The short of it is the Governor signed a closed-door deal with a private corporation that usurped the rule of law and shunned the legal requirements for a comprehensive full-range evaluation of whether there are alternatives to crude oil in the Straits and the Great Lakes. The agreement provides for the “Evaluation of Alternatives to Replace the Dual Pipelines.” This means the Governor has usurped the rule of law and simply chopped off and narrowed the legally required alternative analysis to one option — a new tunnel or trench under or in the Straits of Mackinac. Enbridge is only required to do evaluate three alternative designs: tunnel, trench, or ditch. Without legislative approval, the governor narrowed the rule of law under the GLSLA that demands a full evaluation of alternatives to any risk from a crude oil in the Straits.
Advisory board questions agreement
The Governor’s agreement caused uproar at the December meeting of the Governor’s pipeline safety advisory board to review and listen to public comment on the DR revised alternative report. Except for one or two insiders close to the governor and Enbridge’s top brass, members were caught off guard by the agreement. Even more surprising was the packet of three resolutions handed out to the board by a few members who challenged the wisdom of the governor and recommended changes to the agreement.
After Enbridge’s and the state’s representatives on the board abstained, the remaining seven members voted in favor. Thanks to Roberts Rules of Order there was a quorum and the resolutions were adopted. While advisory only, one of the resolutions propounds that the governor should amend the agreement to require a comprehensive alternative evaluation of all of the full range of options to the needs, costs, benefits, and logistics of using the capacity or potential capacity of existing pipeline routes and infrastructure.
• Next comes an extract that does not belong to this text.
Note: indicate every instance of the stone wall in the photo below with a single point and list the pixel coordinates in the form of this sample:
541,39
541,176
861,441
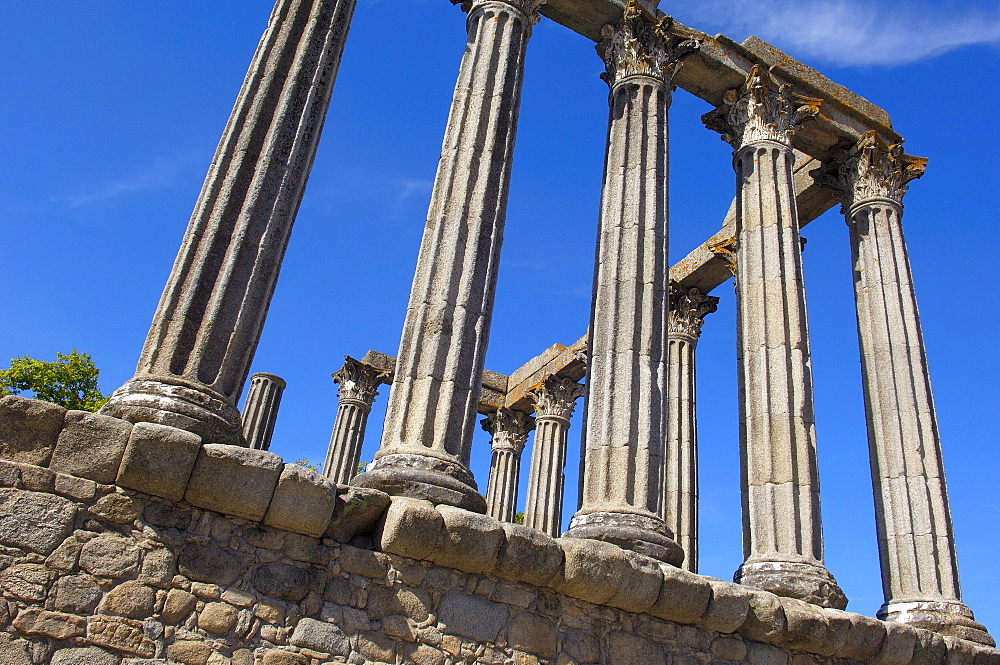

It is time the governor, Attorney General Bill Schuette, the DEQ, and our state leaders apply the rule of law, and stop putting Enbridge above the constitutional paramount concern for the public trust and Great Lakes. To move forward, there are only two actions: One, the Governor and state leaders must demand a full application under the GLSLA on the failed line design and anchor support structures and a showing by Enbridge that there are no feasible and prudent alternatives or combinations of alternatives using existing or adjusted infrastructure and design capacity within the pipeline network into and out of Michigan; two, if our leaders fail to take the first action, citizens, communities, and businesses should turn to the third branch of government.